SAVANNAH, Ga. (WSAV) — “Period parties” have made their debut at Savannah State University.
On Thursday, students gathered at the King Frazier Student Center to pack tampons, pads and panty liners into several Ziploc bags.
The essential products will go to homeless students at Savannah State as well as Union Mission and other local homeless shelters.
It was all made possible by the Greenville, South Carolina-based Homeless Period Project.
“I actually researched them online,” Savannah State counselor Eugenia Lartey-Attigah told WSAV.com Now.
Lartey-Attigah reached out to Homeless Period Project co-founder and executive director, Sharron Champion, to ask how Savannah State could get started with hosting their own period party events for students.
“She told me everything about the organization, and she ended up sending this huge box of feminine products in Zip-loc bags to get us started,” Lartey-Attigah said.
Nora Cook, who founded and co-runs the Period Pantry at Georgia Southern University’s Armstrong Campus, came out to the event to support Savannah State’s interest in starting a program of their own.

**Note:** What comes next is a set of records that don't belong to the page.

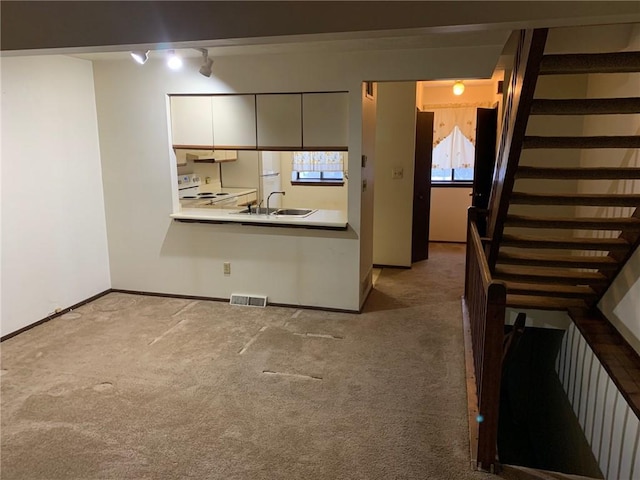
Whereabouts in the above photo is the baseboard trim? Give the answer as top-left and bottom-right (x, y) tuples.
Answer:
(373, 263), (411, 270)
(111, 288), (229, 302)
(111, 288), (360, 313)
(0, 288), (361, 343)
(0, 288), (112, 342)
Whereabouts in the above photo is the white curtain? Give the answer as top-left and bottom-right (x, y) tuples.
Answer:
(292, 152), (344, 172)
(424, 104), (488, 169)
(432, 125), (475, 170)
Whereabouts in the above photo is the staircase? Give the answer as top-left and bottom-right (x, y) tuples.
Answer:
(489, 34), (640, 310)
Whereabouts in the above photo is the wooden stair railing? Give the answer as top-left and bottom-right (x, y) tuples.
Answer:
(463, 207), (506, 471)
(489, 44), (640, 310)
(463, 24), (640, 469)
(487, 29), (548, 271)
(487, 25), (640, 310)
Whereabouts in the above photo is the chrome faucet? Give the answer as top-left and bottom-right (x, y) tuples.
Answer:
(267, 192), (286, 215)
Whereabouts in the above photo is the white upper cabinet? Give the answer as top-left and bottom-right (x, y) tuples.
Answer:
(211, 95), (257, 149)
(171, 96), (213, 148)
(302, 92), (349, 150)
(256, 93), (302, 148)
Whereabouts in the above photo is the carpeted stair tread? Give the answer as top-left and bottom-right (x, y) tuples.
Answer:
(511, 192), (640, 207)
(530, 97), (640, 115)
(505, 282), (596, 300)
(540, 52), (640, 75)
(516, 166), (640, 180)
(505, 214), (640, 231)
(522, 135), (640, 149)
(501, 233), (629, 252)
(507, 295), (587, 310)
(498, 251), (618, 269)
(500, 465), (601, 480)
(493, 265), (609, 285)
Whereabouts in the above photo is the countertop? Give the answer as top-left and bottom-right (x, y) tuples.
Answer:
(171, 207), (347, 229)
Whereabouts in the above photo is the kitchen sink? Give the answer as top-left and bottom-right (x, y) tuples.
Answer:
(276, 208), (315, 217)
(237, 207), (278, 215)
(238, 207), (315, 217)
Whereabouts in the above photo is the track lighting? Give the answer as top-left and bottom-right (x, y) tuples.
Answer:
(196, 48), (213, 77)
(167, 50), (182, 70)
(131, 50), (149, 65)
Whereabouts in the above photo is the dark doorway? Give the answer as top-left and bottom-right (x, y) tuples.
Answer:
(411, 111), (433, 262)
(471, 108), (498, 236)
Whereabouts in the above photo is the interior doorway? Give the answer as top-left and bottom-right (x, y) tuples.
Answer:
(373, 77), (503, 268)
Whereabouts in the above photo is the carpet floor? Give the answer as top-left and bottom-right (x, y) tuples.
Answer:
(0, 244), (540, 480)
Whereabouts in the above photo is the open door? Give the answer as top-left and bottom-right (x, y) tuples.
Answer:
(411, 111), (433, 262)
(471, 108), (498, 236)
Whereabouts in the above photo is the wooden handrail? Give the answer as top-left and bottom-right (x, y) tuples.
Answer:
(468, 212), (491, 290)
(464, 207), (507, 470)
(487, 28), (548, 272)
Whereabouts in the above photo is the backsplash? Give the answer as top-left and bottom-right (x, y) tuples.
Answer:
(175, 149), (220, 193)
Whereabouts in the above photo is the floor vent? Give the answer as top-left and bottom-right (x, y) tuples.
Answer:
(229, 293), (267, 307)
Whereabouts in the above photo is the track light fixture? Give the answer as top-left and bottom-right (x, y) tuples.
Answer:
(167, 50), (182, 70)
(196, 48), (213, 77)
(131, 50), (149, 65)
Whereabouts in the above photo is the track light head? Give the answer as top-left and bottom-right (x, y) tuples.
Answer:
(198, 57), (213, 77)
(131, 50), (149, 65)
(167, 50), (182, 70)
(196, 48), (213, 77)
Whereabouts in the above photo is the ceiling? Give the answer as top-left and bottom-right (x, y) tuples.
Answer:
(5, 0), (640, 59)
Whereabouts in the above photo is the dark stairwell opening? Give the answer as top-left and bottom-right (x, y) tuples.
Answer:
(498, 326), (603, 478)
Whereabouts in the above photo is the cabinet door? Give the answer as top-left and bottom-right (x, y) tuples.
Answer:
(211, 95), (256, 149)
(302, 92), (349, 150)
(171, 96), (213, 148)
(256, 93), (302, 148)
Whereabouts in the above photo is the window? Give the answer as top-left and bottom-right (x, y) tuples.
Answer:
(431, 168), (473, 183)
(291, 152), (344, 186)
(424, 104), (488, 185)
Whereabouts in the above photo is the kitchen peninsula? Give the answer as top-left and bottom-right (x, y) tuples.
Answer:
(171, 207), (347, 230)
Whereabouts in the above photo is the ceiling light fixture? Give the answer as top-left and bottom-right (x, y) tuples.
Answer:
(167, 50), (182, 70)
(196, 48), (213, 77)
(131, 50), (149, 65)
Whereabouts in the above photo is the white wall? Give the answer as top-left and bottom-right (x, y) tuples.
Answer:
(373, 82), (416, 267)
(556, 324), (640, 480)
(578, 25), (640, 353)
(0, 56), (111, 335)
(94, 36), (506, 310)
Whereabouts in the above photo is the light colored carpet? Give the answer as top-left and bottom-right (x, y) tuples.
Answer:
(0, 244), (536, 480)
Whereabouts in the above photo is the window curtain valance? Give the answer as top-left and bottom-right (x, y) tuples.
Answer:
(292, 152), (344, 172)
(423, 104), (489, 170)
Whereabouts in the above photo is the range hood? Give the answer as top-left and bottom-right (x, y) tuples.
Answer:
(186, 150), (238, 163)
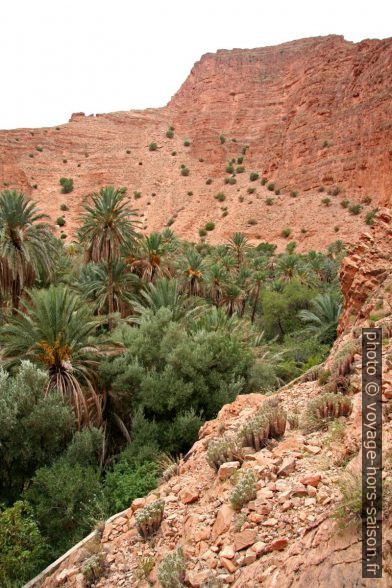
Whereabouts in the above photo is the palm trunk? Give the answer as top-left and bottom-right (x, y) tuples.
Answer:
(108, 258), (113, 331)
(251, 282), (260, 323)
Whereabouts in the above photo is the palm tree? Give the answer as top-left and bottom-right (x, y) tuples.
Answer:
(127, 233), (168, 282)
(0, 285), (101, 425)
(179, 247), (204, 296)
(228, 233), (250, 268)
(133, 277), (192, 322)
(74, 259), (139, 317)
(298, 293), (342, 343)
(0, 190), (57, 309)
(78, 186), (138, 329)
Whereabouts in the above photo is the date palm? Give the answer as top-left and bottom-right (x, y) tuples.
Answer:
(74, 260), (140, 317)
(0, 285), (101, 425)
(0, 190), (58, 309)
(78, 186), (138, 329)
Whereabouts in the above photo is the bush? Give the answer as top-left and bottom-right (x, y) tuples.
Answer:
(25, 459), (107, 557)
(348, 204), (362, 216)
(214, 192), (226, 202)
(105, 460), (158, 512)
(0, 501), (48, 588)
(230, 470), (256, 510)
(60, 178), (73, 194)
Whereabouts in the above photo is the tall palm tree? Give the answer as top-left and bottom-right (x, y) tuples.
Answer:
(78, 186), (138, 329)
(298, 293), (342, 343)
(0, 285), (101, 425)
(127, 233), (169, 282)
(74, 259), (140, 317)
(179, 247), (205, 296)
(0, 190), (58, 309)
(228, 233), (250, 268)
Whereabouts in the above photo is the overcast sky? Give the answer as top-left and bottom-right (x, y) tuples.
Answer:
(0, 0), (392, 129)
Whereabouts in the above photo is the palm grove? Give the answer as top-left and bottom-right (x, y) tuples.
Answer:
(0, 187), (344, 586)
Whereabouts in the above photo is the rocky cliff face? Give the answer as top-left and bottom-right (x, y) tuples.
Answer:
(33, 212), (392, 588)
(0, 36), (392, 251)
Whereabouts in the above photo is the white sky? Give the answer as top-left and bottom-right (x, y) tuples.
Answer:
(0, 0), (392, 129)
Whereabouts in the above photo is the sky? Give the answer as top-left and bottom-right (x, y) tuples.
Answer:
(0, 0), (392, 129)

As Cook shared how the Homeless Period Project helped her get started on her own campus, she told her fellow students that poverty is a multifaceted issue.
“It’s not just the homeless people having problems,” she told attendees. “It’s your neighbors, it’s your friends, it’s your teachers, it’s somebody in this room.”
Active Minds, a mental health student organization at Savannah State, hosted Thursday’s event.
Among the women who worked to create period packs, there were a few men helping out, as well.
“I think it’s a great idea to see guys actually come and get more information on how a woman’s body works,” said Savannah State sophomore and Active Minds social media coordinator Samuel Scott, who’s majoring in social work.
Savannah Johnson, also a sophomore involved with Active Minds, told WSAV.com Now that she also appreciated the hard work of her peers.
“I’m glad that men showed up, too, because it’s not just a women problem necessarily,” Johnson said. “Men can also help, and they did help a lot, participating and putting things together.”
Thursday’s period party was the first event of its kind at Savannah State, and organizers are hoping to set up additional period parties in the future.
“These products are desperately needed, and I’m so glad we were able to kind of come together as a community and offer these resources,” Cook said.